Le printemps est beau partout mais en Syrie, il est sublime. C'est l'esprit d'un dieu inconnu qui voyage hâtivement et qui ralentit sa course quand il arrive en Syrie, pour converser avec les esprits des rois et des prophètes qui flottent dans les airs. C'est un souffle heureux qui entonne avec les rivières de Judée les cantiques éternels de Salomon, commémorant avec les cèdres du Liban les souvenirs de la gloire passée.
Nettoyée de la bourbe hivernale et des poussières estivales, la ville de Beyrouth apparaît au printemps plus belle qu'en aucune autre saison. Après les pluies et avant la chaleur, elle est telle une sirène émergeant des eaux limpides de ses rivières et se séchant aux doux rayons de son soleil.

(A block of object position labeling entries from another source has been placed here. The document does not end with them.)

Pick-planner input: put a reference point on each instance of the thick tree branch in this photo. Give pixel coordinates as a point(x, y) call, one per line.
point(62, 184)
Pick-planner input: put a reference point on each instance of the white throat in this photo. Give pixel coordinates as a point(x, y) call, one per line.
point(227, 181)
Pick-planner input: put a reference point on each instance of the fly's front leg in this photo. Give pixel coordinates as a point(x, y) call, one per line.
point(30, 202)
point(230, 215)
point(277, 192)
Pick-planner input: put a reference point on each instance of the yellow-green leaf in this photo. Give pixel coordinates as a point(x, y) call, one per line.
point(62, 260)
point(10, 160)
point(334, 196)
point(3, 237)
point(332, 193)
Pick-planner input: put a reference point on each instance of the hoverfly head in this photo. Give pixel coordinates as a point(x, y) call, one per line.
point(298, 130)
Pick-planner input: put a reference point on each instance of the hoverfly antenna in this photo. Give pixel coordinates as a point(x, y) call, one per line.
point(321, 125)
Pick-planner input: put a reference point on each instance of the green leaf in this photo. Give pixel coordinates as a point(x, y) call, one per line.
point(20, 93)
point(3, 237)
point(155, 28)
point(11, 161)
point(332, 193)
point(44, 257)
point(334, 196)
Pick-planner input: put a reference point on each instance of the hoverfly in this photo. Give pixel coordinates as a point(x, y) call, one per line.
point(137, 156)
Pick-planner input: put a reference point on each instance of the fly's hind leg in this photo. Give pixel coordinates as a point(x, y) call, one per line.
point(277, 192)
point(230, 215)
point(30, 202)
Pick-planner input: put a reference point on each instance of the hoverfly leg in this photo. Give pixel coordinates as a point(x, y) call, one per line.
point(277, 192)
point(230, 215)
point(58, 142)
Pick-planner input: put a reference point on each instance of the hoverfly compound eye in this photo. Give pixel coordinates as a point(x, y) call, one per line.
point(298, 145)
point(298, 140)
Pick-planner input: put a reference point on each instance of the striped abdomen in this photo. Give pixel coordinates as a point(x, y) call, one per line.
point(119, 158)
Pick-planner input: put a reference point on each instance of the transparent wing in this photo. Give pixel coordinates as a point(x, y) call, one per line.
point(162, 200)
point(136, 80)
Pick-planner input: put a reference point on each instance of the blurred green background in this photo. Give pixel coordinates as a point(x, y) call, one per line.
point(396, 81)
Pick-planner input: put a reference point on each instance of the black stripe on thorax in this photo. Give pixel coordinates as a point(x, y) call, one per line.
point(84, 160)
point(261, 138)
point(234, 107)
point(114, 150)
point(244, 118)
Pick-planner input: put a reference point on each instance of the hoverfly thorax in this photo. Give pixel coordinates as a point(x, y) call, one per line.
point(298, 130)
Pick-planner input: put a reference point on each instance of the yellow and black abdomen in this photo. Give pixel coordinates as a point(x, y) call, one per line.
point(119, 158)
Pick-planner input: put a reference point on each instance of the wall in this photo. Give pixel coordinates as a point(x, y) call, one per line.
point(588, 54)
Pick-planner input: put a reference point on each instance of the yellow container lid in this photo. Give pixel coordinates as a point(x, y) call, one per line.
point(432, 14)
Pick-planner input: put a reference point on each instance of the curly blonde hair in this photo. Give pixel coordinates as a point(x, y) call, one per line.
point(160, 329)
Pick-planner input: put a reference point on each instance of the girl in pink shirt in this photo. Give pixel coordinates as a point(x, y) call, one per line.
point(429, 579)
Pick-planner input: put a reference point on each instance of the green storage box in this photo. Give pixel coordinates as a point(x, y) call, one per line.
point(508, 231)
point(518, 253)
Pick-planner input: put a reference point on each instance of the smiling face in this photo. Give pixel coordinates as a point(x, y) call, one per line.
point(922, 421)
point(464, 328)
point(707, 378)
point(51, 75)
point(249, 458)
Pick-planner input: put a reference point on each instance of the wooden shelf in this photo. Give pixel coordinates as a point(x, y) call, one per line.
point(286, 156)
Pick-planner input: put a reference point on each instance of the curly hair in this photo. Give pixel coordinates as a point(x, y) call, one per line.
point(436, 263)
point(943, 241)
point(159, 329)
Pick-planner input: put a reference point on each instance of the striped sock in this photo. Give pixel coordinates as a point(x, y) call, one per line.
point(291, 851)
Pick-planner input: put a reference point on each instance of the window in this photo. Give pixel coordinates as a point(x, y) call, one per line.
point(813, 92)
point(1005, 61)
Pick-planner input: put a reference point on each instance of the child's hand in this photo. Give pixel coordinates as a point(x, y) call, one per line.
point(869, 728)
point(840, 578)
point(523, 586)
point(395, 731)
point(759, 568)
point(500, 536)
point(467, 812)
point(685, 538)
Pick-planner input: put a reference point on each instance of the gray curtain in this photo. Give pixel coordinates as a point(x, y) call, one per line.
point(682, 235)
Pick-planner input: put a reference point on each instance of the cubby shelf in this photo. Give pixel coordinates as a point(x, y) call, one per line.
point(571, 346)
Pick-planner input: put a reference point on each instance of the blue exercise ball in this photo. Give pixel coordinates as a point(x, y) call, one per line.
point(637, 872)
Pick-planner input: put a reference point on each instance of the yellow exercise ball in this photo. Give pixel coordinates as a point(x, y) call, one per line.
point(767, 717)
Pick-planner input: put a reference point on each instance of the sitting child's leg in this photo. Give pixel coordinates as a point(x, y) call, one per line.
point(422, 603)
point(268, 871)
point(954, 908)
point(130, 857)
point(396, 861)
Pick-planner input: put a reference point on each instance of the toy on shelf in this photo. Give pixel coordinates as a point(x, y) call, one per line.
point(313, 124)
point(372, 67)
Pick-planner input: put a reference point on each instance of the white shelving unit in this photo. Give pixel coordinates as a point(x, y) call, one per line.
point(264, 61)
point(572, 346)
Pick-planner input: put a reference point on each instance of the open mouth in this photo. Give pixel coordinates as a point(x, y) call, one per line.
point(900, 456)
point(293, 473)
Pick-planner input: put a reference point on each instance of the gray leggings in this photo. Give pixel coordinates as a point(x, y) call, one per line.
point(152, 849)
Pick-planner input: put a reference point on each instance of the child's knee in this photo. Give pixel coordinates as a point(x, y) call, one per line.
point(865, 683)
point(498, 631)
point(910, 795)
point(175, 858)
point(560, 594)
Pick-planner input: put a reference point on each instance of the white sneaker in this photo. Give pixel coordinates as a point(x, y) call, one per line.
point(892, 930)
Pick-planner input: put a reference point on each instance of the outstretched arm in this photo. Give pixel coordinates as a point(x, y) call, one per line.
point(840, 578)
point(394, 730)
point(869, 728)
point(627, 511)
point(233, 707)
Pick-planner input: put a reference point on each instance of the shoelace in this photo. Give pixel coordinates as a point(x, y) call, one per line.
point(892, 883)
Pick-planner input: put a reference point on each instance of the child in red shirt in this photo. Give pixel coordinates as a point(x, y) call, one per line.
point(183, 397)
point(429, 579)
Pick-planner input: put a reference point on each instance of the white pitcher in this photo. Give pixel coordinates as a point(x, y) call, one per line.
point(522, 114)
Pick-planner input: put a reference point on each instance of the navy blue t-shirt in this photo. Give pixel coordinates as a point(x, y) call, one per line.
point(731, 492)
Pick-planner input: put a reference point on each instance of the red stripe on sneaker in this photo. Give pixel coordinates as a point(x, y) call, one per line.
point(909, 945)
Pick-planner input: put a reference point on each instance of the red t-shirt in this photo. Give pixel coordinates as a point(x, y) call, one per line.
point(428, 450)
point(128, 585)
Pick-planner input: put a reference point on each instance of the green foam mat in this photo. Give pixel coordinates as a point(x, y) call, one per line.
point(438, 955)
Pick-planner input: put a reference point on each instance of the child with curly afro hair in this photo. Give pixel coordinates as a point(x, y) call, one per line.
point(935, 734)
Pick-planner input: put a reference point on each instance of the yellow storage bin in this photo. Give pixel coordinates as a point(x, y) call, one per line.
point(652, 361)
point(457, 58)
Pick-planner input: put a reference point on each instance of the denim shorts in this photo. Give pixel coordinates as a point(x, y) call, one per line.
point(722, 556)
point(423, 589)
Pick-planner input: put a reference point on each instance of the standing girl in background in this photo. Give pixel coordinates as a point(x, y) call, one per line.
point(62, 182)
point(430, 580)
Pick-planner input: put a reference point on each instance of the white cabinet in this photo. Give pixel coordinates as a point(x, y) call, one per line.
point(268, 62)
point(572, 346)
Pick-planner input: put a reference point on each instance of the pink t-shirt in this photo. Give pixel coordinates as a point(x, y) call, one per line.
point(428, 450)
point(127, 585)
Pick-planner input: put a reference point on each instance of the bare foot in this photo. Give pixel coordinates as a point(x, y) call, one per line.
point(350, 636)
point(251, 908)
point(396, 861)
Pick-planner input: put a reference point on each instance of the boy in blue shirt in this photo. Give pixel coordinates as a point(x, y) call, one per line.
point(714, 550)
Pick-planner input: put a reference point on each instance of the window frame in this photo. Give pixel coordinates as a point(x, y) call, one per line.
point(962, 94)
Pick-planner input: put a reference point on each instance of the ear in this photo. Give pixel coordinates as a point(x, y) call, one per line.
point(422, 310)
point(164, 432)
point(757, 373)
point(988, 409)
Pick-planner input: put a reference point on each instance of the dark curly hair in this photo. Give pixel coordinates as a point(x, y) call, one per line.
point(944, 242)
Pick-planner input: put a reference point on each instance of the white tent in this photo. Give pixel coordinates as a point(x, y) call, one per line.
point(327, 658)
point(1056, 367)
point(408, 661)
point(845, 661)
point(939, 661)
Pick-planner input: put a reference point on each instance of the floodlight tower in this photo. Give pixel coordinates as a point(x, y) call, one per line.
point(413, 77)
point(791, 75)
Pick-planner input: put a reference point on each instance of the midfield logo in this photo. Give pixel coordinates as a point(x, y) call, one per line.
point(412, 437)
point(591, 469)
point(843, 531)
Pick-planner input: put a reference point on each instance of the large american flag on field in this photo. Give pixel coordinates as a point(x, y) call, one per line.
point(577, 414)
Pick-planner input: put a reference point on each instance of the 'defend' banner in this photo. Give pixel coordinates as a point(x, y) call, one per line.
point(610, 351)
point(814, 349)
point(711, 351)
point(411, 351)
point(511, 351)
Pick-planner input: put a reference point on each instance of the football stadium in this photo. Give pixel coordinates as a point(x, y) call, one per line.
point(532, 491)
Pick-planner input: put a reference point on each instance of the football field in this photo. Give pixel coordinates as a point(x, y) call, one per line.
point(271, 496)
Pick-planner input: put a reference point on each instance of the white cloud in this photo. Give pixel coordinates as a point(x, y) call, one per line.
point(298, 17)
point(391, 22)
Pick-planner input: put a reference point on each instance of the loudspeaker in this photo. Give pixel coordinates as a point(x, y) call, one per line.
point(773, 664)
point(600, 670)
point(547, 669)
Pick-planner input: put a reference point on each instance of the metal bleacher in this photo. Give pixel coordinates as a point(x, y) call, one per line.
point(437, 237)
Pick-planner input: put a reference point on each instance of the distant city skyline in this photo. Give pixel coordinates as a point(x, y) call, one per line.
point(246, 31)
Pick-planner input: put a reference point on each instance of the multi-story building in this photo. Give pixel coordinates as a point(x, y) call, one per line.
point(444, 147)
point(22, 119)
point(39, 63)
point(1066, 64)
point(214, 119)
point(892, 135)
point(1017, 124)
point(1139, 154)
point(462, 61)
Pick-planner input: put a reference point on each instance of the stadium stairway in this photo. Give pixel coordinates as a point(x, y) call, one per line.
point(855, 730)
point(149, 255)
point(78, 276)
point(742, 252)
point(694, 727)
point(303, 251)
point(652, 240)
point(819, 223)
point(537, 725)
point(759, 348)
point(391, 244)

Par un jour caressé du souffle enivrant d'avril, je suis allé rendre visite à un ami qui habitait une maison à l'écart des bruits de la foule. Tandis que nous conversions, devisant de nos aspirations et de nos attentes, un homme distingué entra. Il était âgé d'une soixantaine d'années, sa mise était simple et les rides de son visage lui conféraient de la dignité et appelaient le respect. Je me levait révérencieusement pour le saluer et mon mai me présenta M. Fâris Karamé puis lui dit mon nom en retour, ajoutant quelques termes élogieux à mon endroit. Le vieil homme aux cheveux blancs me regarda avec attention et se prit la tête à deux mains comme s'il voulait se souvenir d'une image à l'ancienne qu'il aurait oubliée. Puis il eut un sourire affectueux et dit: "Tu es le fils d'un ami de ma jeunesse. Comme je suis heureux de te voir et espère retrouver ton père à travers toi!"